Maybe opening two connections means a bit more time -- but that difference is probably rather negligible, is it not ?
I've worked a couple of times on applications that would use two database :
One "master" / "write" database, that would be used only for writes
and one "slave" database (a replication of the first one, to several slave servers), that would be used for reads
This way, yes, we sometimes open two connections -- bu one server alone would not have been able to handle the load...
Use connection pooling anyway. So the time to get a connection is not a problem. But if you have 2 connections, transaction handling become more complicated. On the other hand, sometimes it's handy to have 2 connections: if something goes wrong on the business transaction, you can rollback transaction and still log the failure on the admin transaction. But I would still stick to one database.
I would only use one databse - mostly for the reason you supply: You only need one connection to reach both logging and user stored data.
Depending on your programming language, some frameworks (J2EE as an example) provide connection pooling. With two databases you would need two pools. In PHP on the other hand, the performance come in to perspective when setting up a connection (or two).
I see no reason for two databases. It'd be perfectly acceptable to have tables that are devoted to "technical" and "business"data, but the logical separation should be sufficient.
Physical separation doesn't seem necessary to me, unless you mean an application and data warehouse star schema. In that case, it's either real-time updates or, more typically, a nightly batch ETL.

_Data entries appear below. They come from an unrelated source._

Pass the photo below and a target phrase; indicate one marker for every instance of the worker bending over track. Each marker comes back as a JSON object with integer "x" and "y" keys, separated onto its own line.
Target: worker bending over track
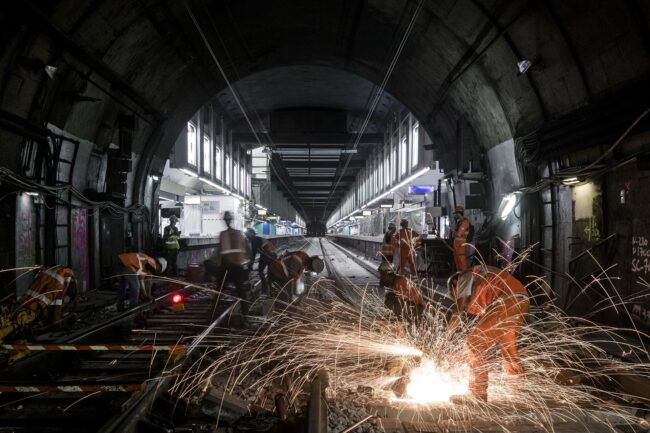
{"x": 501, "y": 302}
{"x": 403, "y": 297}
{"x": 134, "y": 270}
{"x": 286, "y": 272}
{"x": 267, "y": 253}
{"x": 227, "y": 264}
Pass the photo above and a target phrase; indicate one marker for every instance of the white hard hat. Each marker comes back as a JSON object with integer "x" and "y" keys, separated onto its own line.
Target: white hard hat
{"x": 162, "y": 264}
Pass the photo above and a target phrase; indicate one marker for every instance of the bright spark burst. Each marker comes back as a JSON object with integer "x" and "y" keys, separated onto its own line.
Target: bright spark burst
{"x": 573, "y": 366}
{"x": 429, "y": 383}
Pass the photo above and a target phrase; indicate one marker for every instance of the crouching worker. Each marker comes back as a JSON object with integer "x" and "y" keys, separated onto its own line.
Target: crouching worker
{"x": 51, "y": 290}
{"x": 227, "y": 264}
{"x": 286, "y": 272}
{"x": 403, "y": 297}
{"x": 134, "y": 270}
{"x": 500, "y": 302}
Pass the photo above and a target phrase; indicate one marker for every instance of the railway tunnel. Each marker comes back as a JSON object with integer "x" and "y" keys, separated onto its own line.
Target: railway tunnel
{"x": 316, "y": 125}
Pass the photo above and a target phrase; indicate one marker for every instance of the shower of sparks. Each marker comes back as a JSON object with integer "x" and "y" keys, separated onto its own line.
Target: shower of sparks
{"x": 573, "y": 366}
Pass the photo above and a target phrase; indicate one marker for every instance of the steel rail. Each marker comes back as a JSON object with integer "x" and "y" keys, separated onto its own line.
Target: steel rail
{"x": 127, "y": 420}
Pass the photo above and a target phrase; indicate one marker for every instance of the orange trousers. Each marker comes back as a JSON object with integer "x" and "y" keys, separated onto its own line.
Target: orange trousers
{"x": 407, "y": 256}
{"x": 500, "y": 325}
{"x": 460, "y": 256}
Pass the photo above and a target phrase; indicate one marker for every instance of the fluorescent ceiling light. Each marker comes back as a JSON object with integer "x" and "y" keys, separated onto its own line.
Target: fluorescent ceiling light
{"x": 193, "y": 199}
{"x": 189, "y": 172}
{"x": 570, "y": 181}
{"x": 524, "y": 66}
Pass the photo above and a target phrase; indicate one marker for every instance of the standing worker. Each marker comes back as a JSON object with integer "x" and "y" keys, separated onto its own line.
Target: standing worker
{"x": 287, "y": 271}
{"x": 171, "y": 235}
{"x": 388, "y": 245}
{"x": 133, "y": 269}
{"x": 267, "y": 254}
{"x": 500, "y": 302}
{"x": 460, "y": 238}
{"x": 408, "y": 240}
{"x": 228, "y": 263}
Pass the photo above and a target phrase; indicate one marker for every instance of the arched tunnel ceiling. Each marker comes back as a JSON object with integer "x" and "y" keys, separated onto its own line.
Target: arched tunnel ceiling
{"x": 308, "y": 86}
{"x": 458, "y": 63}
{"x": 309, "y": 166}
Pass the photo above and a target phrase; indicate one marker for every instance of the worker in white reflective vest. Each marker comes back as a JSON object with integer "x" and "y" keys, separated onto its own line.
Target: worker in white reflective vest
{"x": 228, "y": 263}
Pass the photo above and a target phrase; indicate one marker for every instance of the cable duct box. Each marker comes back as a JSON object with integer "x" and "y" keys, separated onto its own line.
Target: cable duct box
{"x": 475, "y": 202}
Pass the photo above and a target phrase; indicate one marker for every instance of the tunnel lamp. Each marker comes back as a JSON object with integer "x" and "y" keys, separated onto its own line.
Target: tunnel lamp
{"x": 570, "y": 181}
{"x": 189, "y": 172}
{"x": 524, "y": 65}
{"x": 507, "y": 205}
{"x": 51, "y": 71}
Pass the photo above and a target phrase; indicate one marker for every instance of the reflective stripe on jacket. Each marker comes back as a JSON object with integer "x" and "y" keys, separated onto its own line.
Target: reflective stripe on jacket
{"x": 461, "y": 230}
{"x": 232, "y": 247}
{"x": 490, "y": 284}
{"x": 137, "y": 262}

It makes no difference to mysql in any way whether you use separate "datbases", they are simply catalogues.
It may make setting permissions easier, this is a legitimate reason to do it. Other than that, it is exactly the same as keeping the tables in the same db (except you can have several tables with the same name ... but please don't)

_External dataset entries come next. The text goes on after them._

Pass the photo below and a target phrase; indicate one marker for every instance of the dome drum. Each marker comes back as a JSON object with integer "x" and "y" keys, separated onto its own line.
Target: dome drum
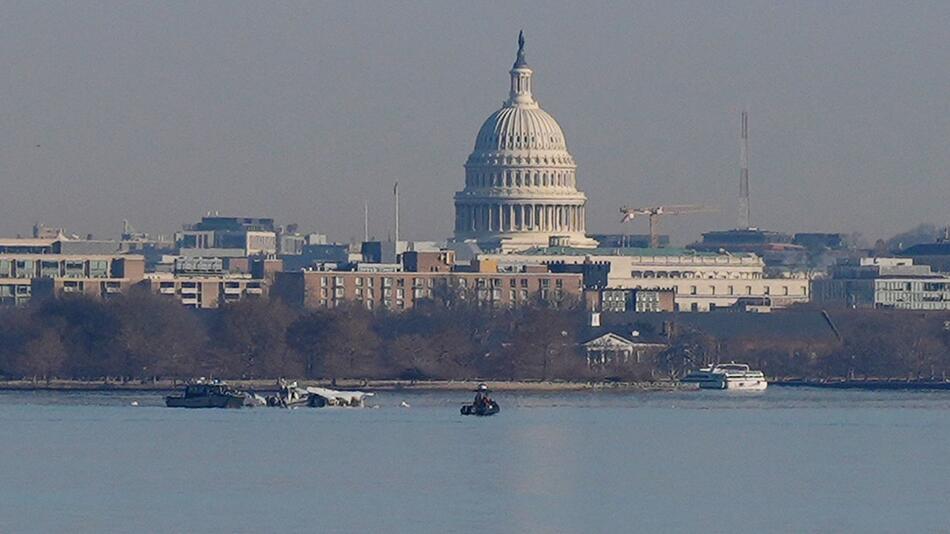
{"x": 520, "y": 180}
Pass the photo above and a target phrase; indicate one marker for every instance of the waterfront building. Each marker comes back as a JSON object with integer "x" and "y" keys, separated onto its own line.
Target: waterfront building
{"x": 401, "y": 290}
{"x": 224, "y": 237}
{"x": 26, "y": 276}
{"x": 611, "y": 348}
{"x": 638, "y": 300}
{"x": 700, "y": 281}
{"x": 202, "y": 291}
{"x": 520, "y": 180}
{"x": 888, "y": 283}
{"x": 936, "y": 255}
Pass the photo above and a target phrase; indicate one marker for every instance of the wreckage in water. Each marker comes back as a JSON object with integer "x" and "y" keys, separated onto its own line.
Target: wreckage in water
{"x": 210, "y": 395}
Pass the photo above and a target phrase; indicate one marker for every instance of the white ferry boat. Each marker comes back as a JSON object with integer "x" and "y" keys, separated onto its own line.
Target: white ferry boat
{"x": 734, "y": 376}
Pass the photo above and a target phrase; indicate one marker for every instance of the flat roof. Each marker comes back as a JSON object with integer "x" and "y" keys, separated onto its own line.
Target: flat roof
{"x": 26, "y": 242}
{"x": 615, "y": 251}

Putting them on separate servers might be a good idea however, as you probably don't want your core critical (user info, for example) data mixed in with your high-volume, unimportant data. This is particularly true for old audit data, debug logs etc.
Also short-lived data, such as search results, sessions etc, could be placed on a different server - it presumably has no high availability[1] requirement.
Having said that, if you don't need to do this, dump it all on one server where it's easier to manage (backup, provide high availibilty, manage security etc).
It is not generally possible to take a consistent snapshot of data on >1 server. This is a good reason to only have one (or one that you care about for backup purposes)
[1] Of the data, not the database.
In MySQL, InnoDB has an option of storing all tables of a certain database in one file, or having one file per table.
Having one file per table is somewhat recommended anyway, and if you do that, it makes difference on the database storage level if you have one database or several.
With connection pooling, one database or several is probably not going to matter either.
So, in my opinion, the question is if you'd ever consider separating the "other half" of the database to a separate server - with the separate server having perhaps a very different hardware configuration, such as no RAID. If so, consider using separate databases. If not, use a single database.